JESSICA ENNIS-HILL insists she is still not certain to go to the World Championships in Beijing next month, despite producing her three best performances since London 2012 on her return to the Olympic Stadium.
The 29-year-old from Sheffield produced a 6.37m long jump and a 23.49 seconds 200m at the Sainsbury’s Anniversary Games on Saturday, to go with the 12.79secs she ran over the 100m hurdles the day before.
The Olympic heptathlon champion said her performances had made her “a lot more positive” about her prospects for Beijing, having only returned to competition in May following the birth of her son Reggie.

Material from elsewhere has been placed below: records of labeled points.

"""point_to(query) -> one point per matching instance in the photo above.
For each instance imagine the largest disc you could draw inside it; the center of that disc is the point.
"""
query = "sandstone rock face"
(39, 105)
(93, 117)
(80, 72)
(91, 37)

But the Sheffield athlete maintained she would only travel to China if she felt she could challenge for a medal, with defending her Olympic title in Rio next summer the key target.
Her fellow multi-eventer Katarina Johnson-Thompson is also aiming for a medal of any colour, having been forced to adjust her goal from gold or nothing, after revealing her preparation has been hampered by a quad problem for the past three weeks.
Johnson-Thompson finished fourth in the long jump with 6.50m, with Ennis-Hill seventh, as Anguilla-born Shara Proctor took victory in a new British record 6.98m.
Ennis-Hill, who was eighth in the 200m, and coach Toni Minichiello are set to make a decision over her participation in Beijing by Monday, with the Great Britain team announced the following day.
“I am making progress and my times are coming down. I’m really happy with this weekend,” said Ennis-Hill.
“I definitely feel a lot more positive. I feel the training I’ve done over the past few weeks has made a big difference.
“It’s an amazing atmosphere here, the track’s amazing, but that’s going to be the case in Beijing as well so I feel happy I’ve been able to raise my standards in this environment.
“I need to sit down with Toni. He’ll probably go, ‘No, no’, or ‘Yes, yes’. He’s kind of been up and down, it’s going to be an interesting conversation.
“I’ve done three events this weekend. It’s given me a good indication of where my speed is, but I’ve got to make sure that my other events are going well.
“I’m towards the end of my career. I’ve had an amazing career already and achieved so much. So Rio is the main thing for me and I want that to go the right way.
“The World Championships this year was always going to be a massive bonus. I know things can go wrong in the heptathlon, but if I feel I can contend for a silver medal and things go wrong and I come away with a bronze medal I’d be absolutely ecstatic with that performance. I want to win a medal.”
If this weekend was the acid test of her fitness for Beijing, though, Ennis-Hill passed with flying colours.
She added more than 20 centimetres to her season’s best in the long jump and backed her 6.37m effort up with another of 6.28m.
Her 100m hurdles run on Friday night was emphatic proof her speed has returned and her 200m, in a world-class field, also offered encouragement.
Johnson-Thompson, Ennis-Hill’s heir apparent in the heptathlon, was down on her best in the long jump, but she declared herself “completely happy” given her injury-troubled build-up.
The Liverpool athlete, who also battled a knee problem after winning European pentathlon gold in March, said: “Considering the preparation I’ve had for it I’m over the moon, and the fact I’ve come out of it not injured, healthy and happy.
“I need to concentrate on Beijing, which I’ve got four weeks for to do a proper build-up to a competition for once.”
Asked if she had been worried about missing the World Championships, she said: “I was worried about it before this competition but now I’m completely fine.”
This was the first time Ennis-Hill and Johnson-Thompson had gone head to head since the former’s return to the sport and her younger rival urged her to go to Beijing.
“I said to her she has to do it now considering what she did yesterday and today in the long jump, so I’m sure she’ll be there,” said Johnson-Thompson.
Elsewhere, Ennis-Hill’s fellow Super Saturday gold medallist Greg Rutherford had to settle for third in the long jump with 8.18m.
Great Britain’s 4x100m relay team of Richard Kilty, Harry Aikines-Aryeetey, James Ellington and Chijindu Ujah held off the French quartet by 0.02 to take victory in 38.32.
Kenya’s David Rudisha, back at the stadium where he won Olympic gold and broke the 800m world record, had to settle for second behind Botswana’s Nijel Amos.